De l'argent sous le pot
Enterrer au lieu de mettre sous le matelas, comme le faisaient les anciennes générations, a aussi une explication : étant cultivateurs de cannabis, ils ne peuvent pas avoir de compte bancaire, et leurs maisons auront plus de chances d'être cambriolées. Rechercher une caisse enterrée dans un bois énorme ou dans de grands espaces découragera les possibles voleurs. Cependant, si le feu affecte les plantations, il affectera aussi ces caisses pleines d'argent. Elles sont généralement enterrées peu profondément, pour qu'elles soient plus facile à récupérer. La combustion les affecte donc aussi en réduisant l'argent en cendres et en leur faisant perdre les économies d'une vie ou l'argent destiné aux imprévus. Tout type d'histoires circulent parmi les cultivateurs, comme celle d'un cultivateur qui aurait perdu plus de 250 000 dollars (presque 212 000 euros) après un incendie, ou encore une personne qui avait sauvé son or et son argent en l'enterrant suffisamment profondément, évitant ainsi qu'il ne fonde. À cause de tout cela, et de tous ces secrets que certains gardent pour la culture en marge de la légalité, il est très difficile d'estimer les pertes provoquées par les incendies sur l'industrie cannabique californienne. À titre d'exemple, Mystic Spring Farms avait 900 plantes de cannabis et des prévisions de 2 millions de dollars (1,69 millions d'euros) pour cette saison, mais les flammes du mois d'octobre dernier ont tout dévoré. Son cofondateur, Kelvin Craver, a affirmé qu'ils connaissaient des entreprises qui proposaient des assurances pour des champs de cannabis. Ils ne leur ont pas fait confiance et ils n'y ont pas souscrit : « Nous ne savions pas s'ils couvraient véritablement la culture. »
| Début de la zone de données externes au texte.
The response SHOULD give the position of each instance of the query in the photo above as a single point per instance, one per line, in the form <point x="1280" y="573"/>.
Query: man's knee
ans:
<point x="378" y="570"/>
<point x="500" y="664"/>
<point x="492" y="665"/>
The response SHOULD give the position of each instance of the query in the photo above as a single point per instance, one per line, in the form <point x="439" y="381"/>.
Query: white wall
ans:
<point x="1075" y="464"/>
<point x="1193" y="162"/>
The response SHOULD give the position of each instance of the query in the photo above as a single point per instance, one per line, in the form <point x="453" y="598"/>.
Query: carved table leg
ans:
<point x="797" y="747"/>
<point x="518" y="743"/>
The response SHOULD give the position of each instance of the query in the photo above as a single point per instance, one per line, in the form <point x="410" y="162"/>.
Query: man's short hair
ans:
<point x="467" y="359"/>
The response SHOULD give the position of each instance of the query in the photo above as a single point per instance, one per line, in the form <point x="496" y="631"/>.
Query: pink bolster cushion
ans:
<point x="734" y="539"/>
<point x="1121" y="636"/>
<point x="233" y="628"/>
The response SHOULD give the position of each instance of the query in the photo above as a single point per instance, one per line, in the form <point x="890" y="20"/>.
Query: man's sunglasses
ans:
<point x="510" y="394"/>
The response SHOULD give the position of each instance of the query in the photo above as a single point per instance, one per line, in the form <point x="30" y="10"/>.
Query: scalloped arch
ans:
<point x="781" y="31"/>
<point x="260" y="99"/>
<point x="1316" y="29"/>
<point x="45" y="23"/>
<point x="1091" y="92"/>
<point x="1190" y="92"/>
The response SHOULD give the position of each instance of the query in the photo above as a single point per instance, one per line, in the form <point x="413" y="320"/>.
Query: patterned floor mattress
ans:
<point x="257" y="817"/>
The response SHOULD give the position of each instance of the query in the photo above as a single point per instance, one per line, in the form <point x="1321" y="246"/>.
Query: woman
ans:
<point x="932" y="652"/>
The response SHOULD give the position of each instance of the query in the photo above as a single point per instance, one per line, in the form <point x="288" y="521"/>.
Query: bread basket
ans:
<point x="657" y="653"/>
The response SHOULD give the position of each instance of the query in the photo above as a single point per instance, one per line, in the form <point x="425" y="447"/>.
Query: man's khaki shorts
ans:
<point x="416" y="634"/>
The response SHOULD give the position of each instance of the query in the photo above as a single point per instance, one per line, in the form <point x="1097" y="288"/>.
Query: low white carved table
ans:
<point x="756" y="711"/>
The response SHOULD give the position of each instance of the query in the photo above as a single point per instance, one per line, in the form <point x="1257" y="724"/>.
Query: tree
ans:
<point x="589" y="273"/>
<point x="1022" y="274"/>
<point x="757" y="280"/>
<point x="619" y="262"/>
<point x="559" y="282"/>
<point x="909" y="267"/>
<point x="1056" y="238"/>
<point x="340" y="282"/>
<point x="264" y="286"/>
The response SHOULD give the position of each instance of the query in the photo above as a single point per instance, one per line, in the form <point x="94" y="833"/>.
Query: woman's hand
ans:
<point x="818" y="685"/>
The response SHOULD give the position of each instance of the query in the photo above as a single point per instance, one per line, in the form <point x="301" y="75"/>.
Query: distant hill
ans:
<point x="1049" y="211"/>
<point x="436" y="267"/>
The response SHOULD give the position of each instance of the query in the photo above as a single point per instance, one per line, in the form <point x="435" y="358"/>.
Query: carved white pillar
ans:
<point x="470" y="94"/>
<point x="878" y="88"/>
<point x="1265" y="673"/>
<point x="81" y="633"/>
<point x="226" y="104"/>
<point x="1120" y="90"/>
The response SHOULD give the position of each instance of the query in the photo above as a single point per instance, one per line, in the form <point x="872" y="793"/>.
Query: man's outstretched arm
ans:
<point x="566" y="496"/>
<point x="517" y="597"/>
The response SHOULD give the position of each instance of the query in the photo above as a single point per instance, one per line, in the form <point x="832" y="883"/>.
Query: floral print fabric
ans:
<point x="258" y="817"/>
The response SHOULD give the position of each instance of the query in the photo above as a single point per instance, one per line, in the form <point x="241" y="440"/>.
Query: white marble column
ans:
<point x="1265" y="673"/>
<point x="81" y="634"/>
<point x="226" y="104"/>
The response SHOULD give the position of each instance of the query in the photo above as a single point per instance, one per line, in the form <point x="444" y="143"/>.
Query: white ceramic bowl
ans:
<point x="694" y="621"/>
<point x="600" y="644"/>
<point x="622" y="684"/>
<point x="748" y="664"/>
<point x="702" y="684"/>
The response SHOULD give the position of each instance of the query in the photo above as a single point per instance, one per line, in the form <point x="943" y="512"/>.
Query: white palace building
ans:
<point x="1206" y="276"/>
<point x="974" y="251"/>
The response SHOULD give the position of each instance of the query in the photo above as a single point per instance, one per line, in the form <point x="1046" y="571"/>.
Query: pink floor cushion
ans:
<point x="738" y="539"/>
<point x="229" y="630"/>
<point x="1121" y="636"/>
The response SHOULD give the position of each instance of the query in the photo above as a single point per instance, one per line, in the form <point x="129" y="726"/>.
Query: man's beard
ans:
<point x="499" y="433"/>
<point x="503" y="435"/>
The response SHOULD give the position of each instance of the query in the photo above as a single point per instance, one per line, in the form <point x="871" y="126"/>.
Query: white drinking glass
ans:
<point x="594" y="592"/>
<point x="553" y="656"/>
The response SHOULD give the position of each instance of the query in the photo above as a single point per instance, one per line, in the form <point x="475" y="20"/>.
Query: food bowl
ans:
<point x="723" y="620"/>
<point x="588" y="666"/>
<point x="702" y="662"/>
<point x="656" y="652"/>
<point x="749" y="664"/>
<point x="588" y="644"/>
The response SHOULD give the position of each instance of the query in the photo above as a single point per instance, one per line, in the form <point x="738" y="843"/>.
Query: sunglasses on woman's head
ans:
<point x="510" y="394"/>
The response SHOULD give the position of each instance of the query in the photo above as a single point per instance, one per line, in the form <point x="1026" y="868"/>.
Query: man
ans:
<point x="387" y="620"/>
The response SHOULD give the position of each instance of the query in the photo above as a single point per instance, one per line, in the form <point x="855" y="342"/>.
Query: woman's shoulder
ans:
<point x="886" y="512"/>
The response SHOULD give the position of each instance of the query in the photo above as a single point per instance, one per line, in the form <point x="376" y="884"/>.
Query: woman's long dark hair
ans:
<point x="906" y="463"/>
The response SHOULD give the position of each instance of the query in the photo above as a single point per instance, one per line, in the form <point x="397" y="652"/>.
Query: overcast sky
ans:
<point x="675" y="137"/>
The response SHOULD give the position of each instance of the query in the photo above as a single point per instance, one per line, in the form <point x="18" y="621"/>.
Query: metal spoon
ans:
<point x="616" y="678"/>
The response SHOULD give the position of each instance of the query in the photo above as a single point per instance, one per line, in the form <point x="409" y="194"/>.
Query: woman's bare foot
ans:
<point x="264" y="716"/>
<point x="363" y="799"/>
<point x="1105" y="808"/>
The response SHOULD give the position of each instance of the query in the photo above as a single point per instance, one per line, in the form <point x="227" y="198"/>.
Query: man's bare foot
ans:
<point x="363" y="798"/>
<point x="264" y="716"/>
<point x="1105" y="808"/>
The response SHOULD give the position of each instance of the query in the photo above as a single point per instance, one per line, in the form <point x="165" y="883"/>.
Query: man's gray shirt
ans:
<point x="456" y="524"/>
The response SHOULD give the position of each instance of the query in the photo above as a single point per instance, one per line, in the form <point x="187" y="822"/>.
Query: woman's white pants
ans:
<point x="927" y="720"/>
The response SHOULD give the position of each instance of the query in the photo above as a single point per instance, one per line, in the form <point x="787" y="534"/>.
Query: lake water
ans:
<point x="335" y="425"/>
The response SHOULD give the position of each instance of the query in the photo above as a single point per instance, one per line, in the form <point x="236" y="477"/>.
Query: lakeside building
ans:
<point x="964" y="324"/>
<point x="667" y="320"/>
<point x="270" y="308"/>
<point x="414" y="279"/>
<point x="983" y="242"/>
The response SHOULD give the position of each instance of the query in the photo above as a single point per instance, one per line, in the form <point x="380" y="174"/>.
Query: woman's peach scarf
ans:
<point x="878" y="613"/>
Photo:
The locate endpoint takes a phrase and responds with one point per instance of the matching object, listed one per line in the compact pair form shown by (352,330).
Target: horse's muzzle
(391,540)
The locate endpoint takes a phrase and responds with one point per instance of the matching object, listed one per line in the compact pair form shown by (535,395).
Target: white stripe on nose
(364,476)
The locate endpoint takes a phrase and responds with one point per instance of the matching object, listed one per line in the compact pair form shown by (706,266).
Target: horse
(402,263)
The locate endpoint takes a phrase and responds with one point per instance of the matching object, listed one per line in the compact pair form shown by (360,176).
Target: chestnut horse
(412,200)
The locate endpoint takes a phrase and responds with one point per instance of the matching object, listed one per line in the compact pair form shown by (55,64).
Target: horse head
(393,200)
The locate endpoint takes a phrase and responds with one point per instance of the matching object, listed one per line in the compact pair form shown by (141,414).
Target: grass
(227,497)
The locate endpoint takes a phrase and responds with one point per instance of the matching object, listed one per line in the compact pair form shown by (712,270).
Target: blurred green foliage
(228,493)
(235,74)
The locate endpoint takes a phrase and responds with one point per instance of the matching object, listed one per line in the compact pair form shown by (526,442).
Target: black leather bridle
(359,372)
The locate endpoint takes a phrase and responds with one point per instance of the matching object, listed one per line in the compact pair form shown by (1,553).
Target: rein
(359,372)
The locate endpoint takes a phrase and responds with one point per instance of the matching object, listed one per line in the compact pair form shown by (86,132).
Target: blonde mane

Une banque de l'Etat a proposé de gérer les revenus et bénéfices liés au cannabis, mais une initiative semblable est paralysée dans les tribunaux dans le Colorado, c'est pourquoi certains craignent que le même sort ne lui soit destiné. Les cultivateurs de vigne, une autre grande exploitation agricole en Californie, n'auront pas les mêmes problèmes. En effet, si les autorités n'ont pas autorisé certains cannabiculteurs à retourner sur la zone évacuée pour vérifier l'état de leurs terres, ils l'ont fait pour les cultivateurs producteurs de vin qui en avaient fait la demande. L'augmentation des crypto-monnaies et l'acceptation croissante peuvent aussi changer rapidement le panorama, mais si cette avancée n'est pas fédérale, les désastres naturels continueront d'affecter tout particulièrement les producteurs de cannabis non protégés, qui continueront d'être considérés comme des entrepreneurs de seconde zone.